P. Você pretende ser candidato à presidência novamente?
R. Quem conhece o Brasil, que tem a experiência que eu tenho, afirmar que é candidato, é pura temeridade. O que vai acontecer no país nos próximos quatro anos é uma verdadeira montanha russa. Eu aceito que o meu partido cogite a minha candidatura, não vou excluir isso, mas acho que eu tenho um papel a cumprir fora de processo eleitoral. Escrever, falar, organizar o movimento. Dar referência para a juventude brasileira. Só existe o Bolsonaro porque existe este tipo de petismo. Você acha que o Bolsonaro achou o que desta atitude infantil, antidemocrática, burra, de o PT se omitir do ato solene de posse do presidente eleito? Você acha que o Bolsonaro achou ruim isso? Bolsonaro amou. Ele está dizendo: “O Governo não pode fracassar porque se não o PT volta”. E eles se amam, na prática. E eu vou quebrar esta brincadeira, se não o Brasil não aguenta.

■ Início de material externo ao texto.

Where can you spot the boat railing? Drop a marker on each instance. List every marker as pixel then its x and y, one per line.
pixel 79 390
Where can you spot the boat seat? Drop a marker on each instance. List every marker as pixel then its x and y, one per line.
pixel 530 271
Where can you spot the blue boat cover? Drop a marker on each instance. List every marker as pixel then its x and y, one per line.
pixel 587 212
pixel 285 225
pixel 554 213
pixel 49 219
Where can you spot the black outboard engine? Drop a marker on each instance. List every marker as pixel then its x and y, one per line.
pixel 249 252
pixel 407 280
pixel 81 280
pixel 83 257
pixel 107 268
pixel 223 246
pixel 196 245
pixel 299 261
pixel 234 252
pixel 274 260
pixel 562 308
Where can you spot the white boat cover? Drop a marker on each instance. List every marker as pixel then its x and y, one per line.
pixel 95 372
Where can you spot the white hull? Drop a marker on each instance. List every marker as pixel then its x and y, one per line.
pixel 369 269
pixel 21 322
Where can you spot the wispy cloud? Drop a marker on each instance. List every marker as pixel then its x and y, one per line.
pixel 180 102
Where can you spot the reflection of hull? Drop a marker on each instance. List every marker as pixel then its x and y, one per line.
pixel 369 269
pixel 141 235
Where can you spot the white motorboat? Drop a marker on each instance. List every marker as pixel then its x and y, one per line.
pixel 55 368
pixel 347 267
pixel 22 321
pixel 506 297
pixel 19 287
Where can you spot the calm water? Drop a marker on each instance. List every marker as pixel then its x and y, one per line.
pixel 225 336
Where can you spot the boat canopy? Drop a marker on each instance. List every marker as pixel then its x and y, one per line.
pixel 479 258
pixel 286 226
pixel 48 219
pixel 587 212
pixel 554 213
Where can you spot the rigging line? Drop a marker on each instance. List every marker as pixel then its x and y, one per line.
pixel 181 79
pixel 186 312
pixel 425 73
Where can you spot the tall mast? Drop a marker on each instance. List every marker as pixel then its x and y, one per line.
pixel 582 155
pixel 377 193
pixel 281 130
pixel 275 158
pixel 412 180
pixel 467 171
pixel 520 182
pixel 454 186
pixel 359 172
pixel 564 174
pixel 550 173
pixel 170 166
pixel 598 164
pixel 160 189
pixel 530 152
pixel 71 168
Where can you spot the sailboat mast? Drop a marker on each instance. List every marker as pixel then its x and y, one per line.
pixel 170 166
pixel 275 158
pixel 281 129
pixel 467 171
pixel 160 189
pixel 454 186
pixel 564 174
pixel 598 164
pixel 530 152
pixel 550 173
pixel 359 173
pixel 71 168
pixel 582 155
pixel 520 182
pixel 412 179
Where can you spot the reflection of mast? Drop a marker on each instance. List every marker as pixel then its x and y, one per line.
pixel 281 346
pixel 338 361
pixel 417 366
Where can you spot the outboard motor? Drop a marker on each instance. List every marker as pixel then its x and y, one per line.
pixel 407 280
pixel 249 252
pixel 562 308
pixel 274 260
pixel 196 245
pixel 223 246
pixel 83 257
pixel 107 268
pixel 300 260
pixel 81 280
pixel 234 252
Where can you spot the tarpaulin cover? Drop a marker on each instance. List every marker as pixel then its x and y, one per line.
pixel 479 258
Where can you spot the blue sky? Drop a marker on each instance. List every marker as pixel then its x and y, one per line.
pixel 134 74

P. Você acredita que pode ser a terceira via?
R. Não a terceira via. Nós precisamos construir a via. Sim, porque o PT imitou, no bom e no mau, o PSDB. Quem formulou, no Brasil, foi o Fernando Henrique. E formulou em linha com a onda internacional, neoliberal, pseudo modernizante, do Estado mínimo, de câmbio flutuante, de superávit primário... e qual foi a política econômica do PT? Rigorosamente a mesma. Quer dizer que não foi um Governo bom? Foi, tanto que eu ajudei. O salário mínimo melhorou, o crédito melhorou, a assistência social, com as políticas sociais compensatórias, melhorou muito. Expandiu o ensino público universitário. Tudo isso são coisas boas, mas foram feitas no marco de uma economia política conservadora que encheu o rabo da banqueirada de ganhar dinheiro. É nas mãos do PT/PSDB que o Brasil faz a mais grave concentração bancária do mundo capitalista. Enquanto a América do Norte, epicentro do capitalismo, tem 5 mil bancos disputando o cliente com juros mais baratos, com preço de tarifa mais barata, essa gente entregou o Brasil a três bancos particulares, que tem lucro 78% maior do que qualquer banco na história da humanidade. Isso é o que importa. Porque num regime não inflacionário, o dinheiro que falta no bolso do povo, essa inadimplência que humilha tanto as pessoas, esse é o dinheiro que está sendo levado todo pra mão dos banqueiros. Durante o governo do PT/PSDB, nós criamos o seguinte fenômeno: seis brasileiros tem a renda equivalente a fortuna que somam 100 milhões de brasileiros. Aí estes 100 milhões de brasileiros estão obrigados a se conformar com o Bolsa Família. Isso é irrelevante? Não, é muito importante. Mas o país que eu sonho vai emancipar seu povo pelo trabalho decentemente remunerado e pela educação emancipadora.